Before LOGAN, JOHN P. MOORE and BALDOCK, Circuit Judges.


LOGAN, Circuit Judge.

After examining the briefs and appellate record, this panel has determined unanimously that oral argument would not materially assist the determination of this appeal. See Fed. R. App. P. 34(a); 10th Cir.R. 34.1.9. The case is therefore ordered submitted without oral argument.

Plaintiffs W.E. Bilyeu and Mary Bilyeu appeal from an order of the district court granting defendant Associated Milk Producers, Inc.'s (AMPI) motion for a directed verdict. Plaintiffs brought this diversity action under Oklahoma law seeking to hold AMPI liable for an alleged attack upon Mr. Bilyeu by two employees of AMPI, Frank Booher and Floyd Chapman. The district court, in directing a verdict in AMPI's favor, held that plaintiffs' evidence failed to establish that Booher and Chapman, at the time of the alleged attack, were acting within the scope of their employment.

Our review of a directed verdict is de novo. A directed verdict is appropriate when the evidence, and all the inferences therefrom, are so in favor of the moving party that reasonable persons could not differ in their conclusions. Banghart v. Hollywood Gen. Partnership, 902 F.2d 805, 807 (10th Cir. 1990). In determining whether a directed verdict was appropriate, we do not weigh the evidence or pass upon the credibility of witnesses. Id.

Plaintiffs assert two alternative grounds for submitting to the jury the scope-of-employment issue. They contend that the evidence shows that: (1) AMPI directed Booher and Chapman to harm Mr.
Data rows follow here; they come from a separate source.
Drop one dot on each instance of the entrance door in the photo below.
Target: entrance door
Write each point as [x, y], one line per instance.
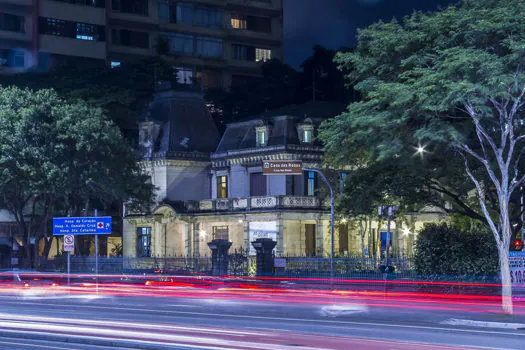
[309, 239]
[343, 238]
[257, 185]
Bilyeu, or (2) the conduct of Booher and Chapman, if not specifically authorized by AMPI, was nevertheless incidental to and in furtherance of AMPI's business. We conclude that plaintiffs have failed to raise a triable issue on either ground.

The evidence and reasonable inferences therefrom, see Lucas v. Dover Corp., 857 F.2d 1397, 1401 (10th Cir. 1988), do not support a finding that AMPI specifically directed Booher and Chapman to harm Mr. Bilyeu. On our review of the record, any inference that AMPI authorized an attack on Mr. Bilyeu is based on mere speculation. This is insufficient to avoid a directed verdict.

On the second contention, under Oklahoma law, an employer is liable for an unauthorized intentional use of force by an employee only if such conduct can be viewed as not unexpected in view of the employee's assigned duties. Compare Mistletoe Express Serv., Inc. v. Culp, 353 P.2d 9, 14-16 (Okla.1959) with Allison v. Gilmore, Gardner & Kirk, Inc., 350 P.2d 287, 290 (Okla.1960); see also Tulsa Gen. Drivers, Warehousemen, & Helpers Union v. Conley, 288 P.2d 750, 753 (Okla.1955) (discussing Ada-Konawa Bridge Co. v. Cargo, 163 Okla. 122, 21 P.2d 1 (1932), and Chicago, R.I. & P. Ry. Co. v. Radford, 36 Okla. 657, 129 P. 834 (1913)). In this case, plaintiffs presented no evidence to indicate how the nature of the employment of Booher and Chapman could be viewed as likely to lead to the use of force against others. In the absence of such evidence, plaintiffs failed to raise a jury question on whether AMPI could be liable for an unauthorized attack on Mr. Bilyeu by Booher and Chapman.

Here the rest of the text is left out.